I just got off a flight where a bunch of new recruits in the Army were heading to boot camp.  I was standing behind one of them while we boarded and looked over her backpack – it was shiny and sparkly!  I looked down at her work boots and fatigues and they were brand spanking new.  When she boarded, she was pulled aside by the flight attendant, who gave her a seat up in First Class.  She was THRILLED!  A couple of her buddies were upgraded and they were totally thrilled – it was really cute to watch!

The SECOND – and I mean the second! – she sat down in the comfy seat, she fell asleep.  Like really asleep asleep – the kind where you can’t control your neck and your head keeps bobbing all around and you don’t even care!  At one point we had a little turbulence (I’m never happy about that!) and she looked sleepy at her friend and said, “I’m sooooooo tired.”  He laughed really loud and teasingly said, “Girl, we haven’t even GOTTEN there and you’re exhausted!!  You don’t stand a chance!”  She laughed and said, “You’re probably right.”  And promptly fell right to sleep again.

And that got me thinking…

This young lady just joined the Army – and before she even got there, she’s exhausted.  She’s young, in good physical shape I’m assuming and certainly motivated to do what she’s doing.  But she’s already tired.  She lacks stamina.  But soon she’ll be able to live off of less sleep and survive with a ton more of physical demands than she’s probably used to.  She’ll adapt.

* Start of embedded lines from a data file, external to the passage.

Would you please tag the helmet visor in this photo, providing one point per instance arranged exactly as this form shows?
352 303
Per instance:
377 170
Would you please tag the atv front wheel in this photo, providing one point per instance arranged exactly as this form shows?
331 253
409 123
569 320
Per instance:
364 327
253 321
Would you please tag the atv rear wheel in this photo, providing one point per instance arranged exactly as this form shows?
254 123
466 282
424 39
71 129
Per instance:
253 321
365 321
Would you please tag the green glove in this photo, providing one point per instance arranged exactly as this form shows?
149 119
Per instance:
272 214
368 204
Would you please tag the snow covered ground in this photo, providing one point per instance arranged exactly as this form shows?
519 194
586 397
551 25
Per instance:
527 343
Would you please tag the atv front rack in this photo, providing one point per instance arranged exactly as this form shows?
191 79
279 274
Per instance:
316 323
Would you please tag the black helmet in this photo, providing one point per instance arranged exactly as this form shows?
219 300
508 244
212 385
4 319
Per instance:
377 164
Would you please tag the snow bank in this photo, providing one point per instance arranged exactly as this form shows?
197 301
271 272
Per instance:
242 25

Adapting to your environment and learning to incorporate more difficult tasks or very challenging schedules is what naturally happens the longer you do it.  That’s how stamina is built – steady pressure across time.

I was working with a group of folks recently and we were creating their plan of action for the Common Core – it was a three year plan that would definitely take stamina and skill to carry out.  But they were poised to do just that – even if they didn’t THINK they were!  No fewer than four people came up to me in the first two hours (we had barely jumped into analyzing the complexity of the standards at every grade level) and said something like this, “Now you know, our (Special Ed/Title/High poverty) kids just aren’t going to be able to do this, so what is our plan for them?”

Hmmm.  Really?

So my answer was, “The same plan as everyone else!”  (Needless to say, that response went over like a lead balloon…I’m sure you can imagine)

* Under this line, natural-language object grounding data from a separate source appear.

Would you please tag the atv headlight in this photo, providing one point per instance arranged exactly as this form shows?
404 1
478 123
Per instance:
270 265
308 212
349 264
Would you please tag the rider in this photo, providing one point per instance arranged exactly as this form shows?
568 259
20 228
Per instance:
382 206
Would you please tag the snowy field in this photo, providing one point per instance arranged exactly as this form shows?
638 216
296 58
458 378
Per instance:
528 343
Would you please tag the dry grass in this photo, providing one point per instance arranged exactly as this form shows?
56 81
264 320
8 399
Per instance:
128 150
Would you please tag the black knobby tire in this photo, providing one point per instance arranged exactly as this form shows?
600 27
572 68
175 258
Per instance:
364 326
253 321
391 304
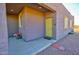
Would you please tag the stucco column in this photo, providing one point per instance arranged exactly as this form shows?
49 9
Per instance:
3 30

They were already looking for a reason or confirmation that somehow the increased expectations of the Common Core were ridiculous.  And that’s just plain not true!

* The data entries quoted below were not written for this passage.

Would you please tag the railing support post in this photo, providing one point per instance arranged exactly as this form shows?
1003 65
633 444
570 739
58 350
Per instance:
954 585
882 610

I have a friend of mine that passed this information onto me – I just had to share it because it made so much sense!

You know, our struggling reader or economically disadvantaged students don’t stand much of a chance with our current testing system.  (I’m sure I’m preaching to the choir here)  They didn’t stand a chance because so many of the questions on those tests were based upon background knowledge and prior experience.  And not all kids have either of those!  There are fully capable and brilliant guys and gals in our systems that JUST HAVEN’T BEEN EXPOSED to culture, travel, foods or people from outside of their five block radius.  Because of this fact, they will struggle on those tests.

But with the advent of the Common Core and its emphasis on text-dependent questioning and responses, they will stand a chance.  Here’s why: With text dependent questions that require text-dependent responses, kids will rely on THE TEXT to provide them information.  Yes, they’ll have to infer (which is no easy task) and yes they’ll have to learn to evaluate the text in ways that they haven’t before (which is certainly not an easy task), BUT they won’t have had to travel to Spain or France to answer the questions.  The root of the questions and their correct and complete answers is right there in the text.

The other way that struggling kids will stand a chance in relation to their higher performing counterparts is that EVERYONE is in struggle mode –simply because the complexity of the tasks that we’ll complete in Common-Core aligned work is increased ten-fold.  And there are very few students that are currently working at the level that the Common Core demands.

The playing field has been leveled.  And it’s about time.

I’m really excited about the idea of a level playing field.  It’s about time, isn’t it?